Het is aan de ouders om zodanige keuzes te maken dat zoveel mogelijk aan de belangen van de kinderen wordt tegemoet gekomen, de problemen tussen hen als ouders op te lossen en de kinderen niet met de tussen hen bestaande conflicten te belasten. Dat de ouders in dit geval strijd voeren over de omgang is op zichzelf geen reden voor de benoeming van een bijzondere curator. Het hof heeft vooralsnog onvoldoende aanwijzingen dat de strijd over de omgang leidt tot een wezenlijk conflict tussen het belang van de kinderen en het belang van één van de ouders. Gelet op hun leeftijd zullen de kinderen bovendien door het hof in de procedure over wijziging van de zorg- en contactregeling worden uitgenodigd om te worden gehoord, zodat de kinderen in deze procedure een stem hebben en met hun belangen rekening kan worden gehouden. Het hof is dan ook van oordeel dat het belang van de kinderen niet met zich brengt dat benoeming van een bijzondere curator in deze procedure noodzakelijk is.
5.4
Bovendien zijn de kinderen in de onderhavige zaak onder toezicht gesteld van de stichting. De stichting heeft het belang van de kinderen op het oog en de gezinsvoogden hebben contact met de kinderen. Met de raad is het hof van oordeel dat de gezinsvoogden een bemiddelende rol kunnen spelen en, waar nodig, het hof verder kunnen inlichten over de kinderen. De gezinsvoogden kunnen bij hun advies/standpunt ook rekening houden met de mening van de kinderen. In deze zaak, waar de hulpverlening al is betrokken, is, mede gelet op de leeftijd van de kinderen, terughoudendheid geboden met toevoeging van een bijzondere curator aan de kinderen.
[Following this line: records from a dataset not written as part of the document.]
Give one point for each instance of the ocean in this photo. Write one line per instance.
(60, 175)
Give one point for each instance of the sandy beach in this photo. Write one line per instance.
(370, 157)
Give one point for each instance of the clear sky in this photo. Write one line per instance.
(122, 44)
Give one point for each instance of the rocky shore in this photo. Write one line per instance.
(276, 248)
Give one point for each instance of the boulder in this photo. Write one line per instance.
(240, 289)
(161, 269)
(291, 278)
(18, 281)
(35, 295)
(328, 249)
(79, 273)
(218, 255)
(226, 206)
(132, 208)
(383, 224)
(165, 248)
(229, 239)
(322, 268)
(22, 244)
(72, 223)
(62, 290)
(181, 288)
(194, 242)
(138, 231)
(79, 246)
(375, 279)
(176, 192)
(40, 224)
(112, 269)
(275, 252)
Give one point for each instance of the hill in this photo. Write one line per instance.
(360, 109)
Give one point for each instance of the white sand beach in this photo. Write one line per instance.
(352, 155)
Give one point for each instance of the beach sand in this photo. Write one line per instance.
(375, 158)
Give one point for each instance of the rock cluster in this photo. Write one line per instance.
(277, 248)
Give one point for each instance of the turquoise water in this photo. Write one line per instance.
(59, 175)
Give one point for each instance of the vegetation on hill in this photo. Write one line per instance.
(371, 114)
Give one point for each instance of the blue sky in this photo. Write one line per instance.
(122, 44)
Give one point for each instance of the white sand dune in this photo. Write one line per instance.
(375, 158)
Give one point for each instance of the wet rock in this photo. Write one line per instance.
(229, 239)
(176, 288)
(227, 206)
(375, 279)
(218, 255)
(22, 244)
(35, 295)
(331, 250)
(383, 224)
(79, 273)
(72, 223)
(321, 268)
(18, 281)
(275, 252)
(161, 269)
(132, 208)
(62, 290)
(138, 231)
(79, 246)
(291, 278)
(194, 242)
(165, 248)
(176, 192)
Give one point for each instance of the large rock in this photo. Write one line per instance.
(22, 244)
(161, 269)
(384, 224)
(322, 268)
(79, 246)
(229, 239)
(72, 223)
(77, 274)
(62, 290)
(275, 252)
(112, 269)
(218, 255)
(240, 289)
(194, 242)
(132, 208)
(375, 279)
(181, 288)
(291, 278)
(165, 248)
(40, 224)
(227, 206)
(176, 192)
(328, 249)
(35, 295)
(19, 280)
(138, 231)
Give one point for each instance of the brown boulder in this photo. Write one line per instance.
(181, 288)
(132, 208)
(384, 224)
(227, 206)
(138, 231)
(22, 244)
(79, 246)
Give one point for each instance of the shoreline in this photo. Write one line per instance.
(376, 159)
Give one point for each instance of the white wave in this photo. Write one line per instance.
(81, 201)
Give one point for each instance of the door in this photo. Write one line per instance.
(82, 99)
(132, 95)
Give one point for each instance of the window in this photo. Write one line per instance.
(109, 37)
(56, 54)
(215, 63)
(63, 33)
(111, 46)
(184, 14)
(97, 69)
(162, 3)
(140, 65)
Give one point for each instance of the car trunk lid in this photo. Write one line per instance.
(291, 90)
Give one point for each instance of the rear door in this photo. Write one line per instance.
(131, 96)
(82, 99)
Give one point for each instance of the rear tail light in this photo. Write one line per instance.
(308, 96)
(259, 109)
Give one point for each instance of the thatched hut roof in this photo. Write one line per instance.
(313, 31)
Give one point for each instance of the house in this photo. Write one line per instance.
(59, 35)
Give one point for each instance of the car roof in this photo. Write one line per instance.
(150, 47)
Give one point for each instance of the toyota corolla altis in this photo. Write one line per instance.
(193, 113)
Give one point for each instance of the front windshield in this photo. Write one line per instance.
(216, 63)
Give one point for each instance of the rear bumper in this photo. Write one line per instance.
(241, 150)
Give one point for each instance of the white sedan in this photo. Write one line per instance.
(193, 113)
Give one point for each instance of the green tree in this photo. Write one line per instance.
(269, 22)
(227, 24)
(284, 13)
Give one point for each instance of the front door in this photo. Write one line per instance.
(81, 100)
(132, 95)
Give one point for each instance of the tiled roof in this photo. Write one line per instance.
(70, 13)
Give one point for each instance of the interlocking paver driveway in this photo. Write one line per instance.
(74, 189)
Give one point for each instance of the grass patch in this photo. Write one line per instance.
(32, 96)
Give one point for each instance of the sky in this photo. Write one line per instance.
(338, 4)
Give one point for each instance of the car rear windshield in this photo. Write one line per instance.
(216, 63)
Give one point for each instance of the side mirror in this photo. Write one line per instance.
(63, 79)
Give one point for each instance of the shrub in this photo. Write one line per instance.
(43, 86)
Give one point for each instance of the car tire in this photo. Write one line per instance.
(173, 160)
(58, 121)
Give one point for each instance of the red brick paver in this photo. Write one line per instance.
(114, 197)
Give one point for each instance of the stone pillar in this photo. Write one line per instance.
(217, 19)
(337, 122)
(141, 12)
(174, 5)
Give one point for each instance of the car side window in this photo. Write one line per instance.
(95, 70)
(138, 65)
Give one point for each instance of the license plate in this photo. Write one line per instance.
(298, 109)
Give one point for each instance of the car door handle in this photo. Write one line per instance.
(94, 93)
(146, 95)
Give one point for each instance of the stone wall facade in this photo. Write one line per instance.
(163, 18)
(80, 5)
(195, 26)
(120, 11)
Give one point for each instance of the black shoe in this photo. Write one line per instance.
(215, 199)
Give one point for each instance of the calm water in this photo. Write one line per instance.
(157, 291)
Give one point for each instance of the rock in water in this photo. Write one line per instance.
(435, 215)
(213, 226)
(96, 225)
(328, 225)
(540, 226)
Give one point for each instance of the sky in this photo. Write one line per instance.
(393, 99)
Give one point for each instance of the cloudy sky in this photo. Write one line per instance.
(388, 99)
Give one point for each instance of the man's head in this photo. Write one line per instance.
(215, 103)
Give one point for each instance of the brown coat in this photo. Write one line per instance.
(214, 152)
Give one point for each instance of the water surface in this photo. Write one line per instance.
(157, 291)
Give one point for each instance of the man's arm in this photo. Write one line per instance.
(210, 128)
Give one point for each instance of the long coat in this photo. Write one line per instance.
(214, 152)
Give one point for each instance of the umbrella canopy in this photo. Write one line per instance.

Met het oog op het beperken van verdere onrust en belasting van de kinderen met het conflict van de ouders, is het hof van oordeel dat de benoeming van een bijzondere curator evenmin wenselijk is. Dat de stichting onvoldoende voor de belangen van de kinderen zou opkomen, acht het hof niet, althans onvoldoende, aannemelijk geworden.
5.5
Gelet op het hiervoor overwogene zal het hof het verzoek van de vader een bijzondere curator voor de kinderen te benoemen, afwijzen.

6.De beslissing

Het hof, beschikkende in hoger beroep:
wijst af het verzoek van de vader tot benoeming van een bijzondere curator voor [kind 1] en [kind 2] in het kader van de procedure in hoger beroep tot wijziging van de zorg- en contactregeling tussen de kinderen en de vader.
Deze beschikking is gegeven door mrs. H.L. van der Beek, M.L. van der Bel en A. Roelvink-Verhoeff, bijgestaan door W.W.M.W. van den Bosch als griffier, en is op 6 maart 2014 uitgesproken in het openbaar in tegenwoordigheid van de griffier.